Part 6: Work
The fun and hard work portion machine learning is getting to apply a bunch of algorithms. Unfortunately, this is just a small part. It is like training for six months for nine minutes (three rounds).
A post about the scikit-learn algorithm and cheat sheet will come later.
One of the common mistakes is to use random set of algorithms without any reasoning. To select the first algorithm to try, you should investigate the problem first.
Categorize the problem
- Input
- If it is a labeled data, it’s a supervised learning problem.
- If it’s unlabeled data and the purpose is to find structure, it’s an unsupervised learning problem.
- If the solution is to optimize a function by interacting with an environment, it’s a reinforcement learning problem.
- Output
- If the output of the model is a number, it’s a regression problem.

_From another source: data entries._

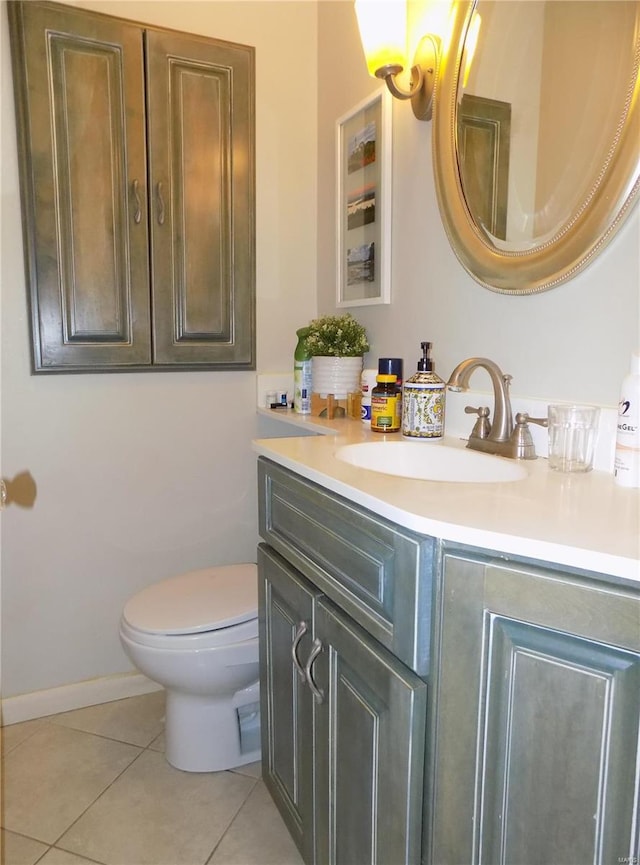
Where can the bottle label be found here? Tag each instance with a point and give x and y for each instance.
(626, 469)
(384, 413)
(423, 412)
(302, 374)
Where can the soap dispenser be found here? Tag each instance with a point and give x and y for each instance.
(423, 399)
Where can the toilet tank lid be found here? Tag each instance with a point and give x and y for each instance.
(203, 600)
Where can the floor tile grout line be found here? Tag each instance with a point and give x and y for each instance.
(234, 818)
(93, 801)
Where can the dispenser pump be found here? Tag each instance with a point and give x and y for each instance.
(425, 364)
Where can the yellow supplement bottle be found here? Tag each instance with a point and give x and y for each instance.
(384, 404)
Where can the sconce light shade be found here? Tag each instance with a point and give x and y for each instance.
(470, 44)
(383, 32)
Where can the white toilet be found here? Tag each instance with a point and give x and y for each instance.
(197, 635)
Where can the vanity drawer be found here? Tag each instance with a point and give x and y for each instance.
(376, 571)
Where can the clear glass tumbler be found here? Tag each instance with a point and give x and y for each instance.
(573, 430)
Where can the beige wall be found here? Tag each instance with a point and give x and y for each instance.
(144, 475)
(571, 343)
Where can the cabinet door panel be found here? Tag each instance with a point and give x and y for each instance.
(537, 719)
(79, 85)
(200, 97)
(370, 733)
(286, 601)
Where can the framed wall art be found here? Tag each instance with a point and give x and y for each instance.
(363, 200)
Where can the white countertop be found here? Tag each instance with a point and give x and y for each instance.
(580, 520)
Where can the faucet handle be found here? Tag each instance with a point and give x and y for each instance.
(523, 417)
(482, 426)
(521, 440)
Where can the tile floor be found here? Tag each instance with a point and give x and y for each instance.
(92, 786)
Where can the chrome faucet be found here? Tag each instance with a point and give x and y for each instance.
(499, 436)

- If the output of the model is a class, it’s a classification problem.
- If the output of the model is a set of input groups, it’s a clustering problem.
Understand Your Data
Data itself is not the end game because data is the fuel! A good machine learning algorithm can deliver insights to drive better decisions. Understanding your data is the key in choosing the right algorithm for the right problem.
Find the available algorithms
After categorizing the problem and understanding the data, I have to identify the algorithms. Here are some of the elements that I consider.

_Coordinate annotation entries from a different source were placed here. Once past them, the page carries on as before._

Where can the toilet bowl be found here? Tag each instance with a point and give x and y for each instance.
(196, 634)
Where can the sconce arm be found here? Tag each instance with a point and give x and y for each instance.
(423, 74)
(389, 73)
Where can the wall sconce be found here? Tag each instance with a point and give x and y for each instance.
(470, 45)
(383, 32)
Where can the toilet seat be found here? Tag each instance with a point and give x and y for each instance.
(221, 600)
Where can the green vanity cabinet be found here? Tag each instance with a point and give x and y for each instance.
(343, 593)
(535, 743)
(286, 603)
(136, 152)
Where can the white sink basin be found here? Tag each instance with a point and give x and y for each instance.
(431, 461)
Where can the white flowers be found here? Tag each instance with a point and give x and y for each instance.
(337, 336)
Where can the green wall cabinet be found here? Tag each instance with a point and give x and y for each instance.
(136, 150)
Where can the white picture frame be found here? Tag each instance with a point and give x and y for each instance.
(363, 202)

- The accuracy of the model – not too important
- The interpretability of the model – important
- The complexity of the model – need a simple model for the initial round
- The scalability of the model – model need to scale because I have more data
- How long does it take to build, train, and test the model? – not too important because this is a marathon for me.

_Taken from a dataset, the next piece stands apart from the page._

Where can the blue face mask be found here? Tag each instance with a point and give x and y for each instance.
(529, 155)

- How long does it take to make predictions using the model? – this is important because I need the model to predict so that I can apply a sanity check.
- Does the model meet the business goal? – important
Implement machine learning algorithms.
Set up a machine learning algorithm that compares the performance of each algorithm on a data set – Asian business. Another approach is to use the same algorithm on different subgroups of data sets (Blacks businesses, Hispanic businesses, and White businesses).
Optimize hyper parameters. There are three options for optimizing hyper parameters, grid search, random search, and Bayesian optimization. Model parameters are estimated from data automatically model hyper parameters are parts of the machine learning that must be set manually and tuned.